Four key strategies are maximizing ulcer-free days, integrating foot care self-management, therapeutic footwear, and preventive offloading surgery. First, as described earlier, integrated foot care focuses on regular visits to podiatrists and other diabetes foot care team members. Second, self-management involves daily evaluation of the patients, family members and caregivers. Third, therapeutic footwear that offloads the foot by at least 30% appears to be associated with a lower risk of ulcer recurrence. Finally, preventive offloading surgery seems to reduce the severity of deformity and plantar pressure and thus reduce the risk of recurrence.

3.4.1 What Can be Done?

The pillars on which a programme to tackle this public health “tsunami” can be built will have to include -

  1. 1.

    Political will—India is a diverse country with even diverse socio-cultural practices. The political machinery of the state and the centre will have to take it seriously and have to put into action the existing machinery to help organisations like RSSDI, IPA, DFSI to raise awareness.

  2. 2.

    Training the trainers—The medical community, including the paramedical staff, will require to be trained using the resources at hand to come up with strategies to identify high-risk feet and to give appropriate care.

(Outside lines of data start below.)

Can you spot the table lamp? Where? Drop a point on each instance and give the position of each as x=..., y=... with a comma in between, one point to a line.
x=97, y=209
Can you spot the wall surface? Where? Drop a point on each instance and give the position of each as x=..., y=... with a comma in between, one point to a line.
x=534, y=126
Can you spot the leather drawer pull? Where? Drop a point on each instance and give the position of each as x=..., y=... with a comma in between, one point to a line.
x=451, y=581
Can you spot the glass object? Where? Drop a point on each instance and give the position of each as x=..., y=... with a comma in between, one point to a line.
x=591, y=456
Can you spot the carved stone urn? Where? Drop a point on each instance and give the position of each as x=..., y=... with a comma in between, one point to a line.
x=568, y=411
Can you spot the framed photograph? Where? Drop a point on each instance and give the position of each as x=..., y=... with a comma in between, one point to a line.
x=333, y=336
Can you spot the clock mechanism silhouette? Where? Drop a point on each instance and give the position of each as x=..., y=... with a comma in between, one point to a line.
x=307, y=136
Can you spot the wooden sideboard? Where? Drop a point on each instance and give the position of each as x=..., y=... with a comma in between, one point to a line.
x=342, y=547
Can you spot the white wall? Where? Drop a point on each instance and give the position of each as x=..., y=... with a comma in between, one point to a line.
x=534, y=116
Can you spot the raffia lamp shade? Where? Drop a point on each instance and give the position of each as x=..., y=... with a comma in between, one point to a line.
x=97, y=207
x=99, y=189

The medical colleges' network will have to be used to start at least the basic training as part of the curriculum.

  3. 3.

    Public awareness campaigns—The importance of public awareness programmes should not be underestimated. The campaigns should focus on the do’s and don’ts of diabetic foot care for diabetic patients. Foot counselling should become a norm for all hospitals/clinics dealing with diabetic patients.

  4. 4.

    Improve/tweak the infrastructure—The infrastructure required for diagnosing and treating diabetic foot complications already exists in the PHC/SHC/Medical college setups. The responsibility and accountability for using these to treat/screen diabetic foot conditions, however, is lacking.

  5. 5.

    Identifying podiatry/diabetic foot care as a super speciality—The collective will of the political and medical machinery of the state will be required to identify this as a speciality which should pave the way for the training of post-graduates to take up this speciality and start departments in multiple medical colleges which will go a long way in decreasing the amputation rates in diabetic lower limbs.

4 Conclusions and Directions for Future

Diabetic foot complications are common, complex and expensive. Moreover, demographic trends suggest that these complications, including ulcers, infections, PAD and amputations, will continue to be highly prevalent in the coming years.

Future directions should focus not only on promising therapeutic advances but also on novel monitoring and prevention methods. The combination of the evidence-based and common-sense therapies described here with emerging technologies has the potential to help us maximize ulcer-free and hospital-free days for patients with diabetes.